I had a choice of a “Connecticut” or a “Maine”. I love the taste of lobster alone, and enjoy butter only as an accompaniment. No mayo for me, so I chose the Southern New England version, or Connecticut.
I waited but a few minutes to place my order, and my roll came out quickly. It looked delicious, and I couldn’t wait to dig in. Not impressed by the first bite, I tried another. Lobster is typically juicy and succulent, and has a mild flavor. Although colorful with a dash of paprika and scallions on top, this particular roll was none of these. The meat was plentiful, but dry, over-seasoned, and had a fishy taste. Was it indeed lobster? I think it was, but poorly cooked at that. It was the worst lobster that I have eaten in recent memory.

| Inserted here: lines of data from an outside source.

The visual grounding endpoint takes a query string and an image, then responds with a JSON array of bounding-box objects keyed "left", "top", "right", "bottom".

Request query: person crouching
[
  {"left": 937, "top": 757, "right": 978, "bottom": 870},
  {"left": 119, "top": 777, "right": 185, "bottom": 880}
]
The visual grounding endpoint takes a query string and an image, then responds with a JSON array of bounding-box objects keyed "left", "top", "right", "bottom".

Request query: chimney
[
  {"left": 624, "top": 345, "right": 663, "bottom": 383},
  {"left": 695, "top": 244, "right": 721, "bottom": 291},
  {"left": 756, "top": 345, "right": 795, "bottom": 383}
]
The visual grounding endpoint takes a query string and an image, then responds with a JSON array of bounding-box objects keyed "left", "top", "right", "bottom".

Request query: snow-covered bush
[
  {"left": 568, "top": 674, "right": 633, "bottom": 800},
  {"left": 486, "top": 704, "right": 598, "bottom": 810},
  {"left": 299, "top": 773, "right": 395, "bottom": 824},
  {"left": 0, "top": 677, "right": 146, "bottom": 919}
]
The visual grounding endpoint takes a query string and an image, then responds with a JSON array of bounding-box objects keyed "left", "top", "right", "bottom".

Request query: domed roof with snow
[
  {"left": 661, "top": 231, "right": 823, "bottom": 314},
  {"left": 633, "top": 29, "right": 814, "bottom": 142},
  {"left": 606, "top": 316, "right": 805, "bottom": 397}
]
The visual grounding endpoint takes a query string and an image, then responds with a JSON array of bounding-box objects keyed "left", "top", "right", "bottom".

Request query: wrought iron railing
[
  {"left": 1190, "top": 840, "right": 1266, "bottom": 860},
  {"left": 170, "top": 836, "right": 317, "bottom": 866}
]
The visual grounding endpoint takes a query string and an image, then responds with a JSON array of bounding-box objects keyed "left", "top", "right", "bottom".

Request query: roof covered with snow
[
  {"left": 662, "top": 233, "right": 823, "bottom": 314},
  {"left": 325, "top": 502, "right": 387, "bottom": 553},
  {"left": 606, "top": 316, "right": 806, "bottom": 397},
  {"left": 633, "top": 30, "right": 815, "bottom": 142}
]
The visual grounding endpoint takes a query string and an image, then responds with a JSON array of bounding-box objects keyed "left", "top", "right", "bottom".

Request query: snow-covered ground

The roll was fresh, but too small and flimsy to handle the steamy contents. It fell apart before I started, and my sandwich became deconstructed.
Red Hook Lobster’s truck appeared to be organized and tidy, and the red, white and blue design was appropriate for the menu, which includes other items like the Shrimp Roll, Lobster Mac & Cheese and the Down East Bisque. Those might be tastier and less expensive options.
Will I give it another shot? At $16 a pop for lunch, I’ll eat inside at a table with service. Fans of the truck may say that it’s a reasonable price for lobster meat. I agree. Succulent, juicy, melt-in-your-mouth Maine lobster at $16 is a deal. But this isn’t Maine. Sorry Red Hook, you don’t come close.